Penso che sostanzialmente sia un insieme di fattori della mia personalità che si intrinsecano con le mie qualità artistiche. Al primo posto metterei l’umiltà dal momento che non mi sono mai sentita arrivata e questo penso che sia stato fondamentale per mettermi nella condizione di cercare continue sfide e ricerche artistiche non legate solamente al mero settore musicale. Infatti ho cercato di migliorarmi il più possibile anche tecnicamente, così da poter rappresentare al meglio l’Italia al primo “The World Girls Dj’s Festival” a cui ho partecipato lo scorso settembre a Baku in Azerbajan. Prossimamente, in modo particolare ad aprile, parteciperò in India al secondo Festival, sempre dedicato alle donne deejay.

Sai, sono fermamente convinta che l’originalità e una forte personalità siano la marcia in più per contraddistinguersi dalla massa, ma -purtroppo- vedo in giro delle pseudo donne dj, che non hanno nulla da dire, nè musicalmente nè artisticamente e che in questi anni hanno “bivaccato”- consentimi il termine- grazie alla buona fede dei gestori dei locali. Costoro ( le pseudo dj) cercano di scimmiottare in modo grottesco le mie foto e il mio slang, oltre a rubare i miei contatti!

Credo che il buon Dio mi abbia donato del talento: ho scoperto di avere anche una bella voce, non per nulla il mio primo singolo e cantato da me ( Music and Love, ndr), e da poco sono stata scritturata come turnista, cioè ho dato la voce ad una produzione musicale house commerciale, senza firmarla col mio nome. Anche perché tutti i miei pezzi, sono scrupolosamente, pensati, ideati e supervisionati da me. Infine credo che sia fondamentale saper dire di no quando non si ritiene opportuno di fare qualcosa e quindi di non svendersi mai. Fortunatamente posso anche contare, oltre che sulle mie capacità, anche su un mio personale team di lavoro davvero molto valido e affiatato.

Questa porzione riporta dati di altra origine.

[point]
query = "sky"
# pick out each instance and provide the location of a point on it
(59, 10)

Credi che la tua bellezza sia stata un dato aggiunto o in alcuni casi persino a tuo sfavore?

Quando mi sveglio la mattina ringrazio Dio per avermi donato un bel aspetto che mi ha permesso di entrare nel mondo dello spettacolo facendo la modella. Quindi direi che il linea generale non è un elemento sfavorevole. Comunque sia il risvolto della medaglia è che molte, anzi moltissime belle, sono totalmente incapaci di far qualsiasi cosa, pensano che “lo stato di essere bellone” basti! Io dal canto mio mi sono sempre impegnata moltissimo per dimostrare di essere in grado di svolgere svariate mansioni quali attrice, showgirl, dj e producer.

Ma quando hai capito che effettivamente era stato riconosciuto il tuo talento?

Come deejay quando sono diventata guest all’estero.

Che vorresti dire?

Non vorrei sembrare eccessivamente polemica ma devo ammettere una cosa ovvero che nel nostro paese- secondo me- non emergono sempre i più meritevoli! Diciamo che ci sono una serie di meccanismi su cui preferisco sorvolare e che musicalmente ti devi adeguare alla commerciale, meglio addirittura a quello che va per la maggiore sulle radio, quindi la ricerca musicale personale come il gusto si appiattisce. Pertanto capisco che i giovani dj e produttori abbiano paura di osare.

All’estero- invece- ti buttano in consolle e sono affari tuoi. Voglio dire: le varie donne di agenti, o di proprietari di club, ecc, non hanno mercato, e lì sono quindi cavoli amari! Se sai mixare, sai tenere la pista per almeno due ore bene altrimenti ti smontano dalla consolle! In sostanza sei in un paese straniero, quindi devi dimostrare quello che realmente vali e non puoi chiamare “il tuo bello” e correre a piangere a casa.

Direi- quindi- che le riconferme e le nuove richieste siano il miglior riconoscimento delle mie capacità.

A proposito, che cosa significa per te avere talento?

Domanda interessantissima che ad oggi non mi era mai stata posta. Direi che innanzitutto è un dono, o ancora un mix tra genialità e follia, avvolto da una forte sensibilità.

Oggi per trovare il talento sono stati inventati i talent show… Un tuo giudizio al merito?

Penso che sia un buon inizio dal momento che ti danno delle opportunità impareggiabili; hai il supporto di grandi professionisti del settore, che altrimenti privatamente non riusciresti nemmeno ad avvicinare e hai il confronto sia con gli altri allievi che con il pubblico a casa. Inoltre direi che già riuscire ad emergere tra tutti sia un ottimo biglietto da visita per il mercato.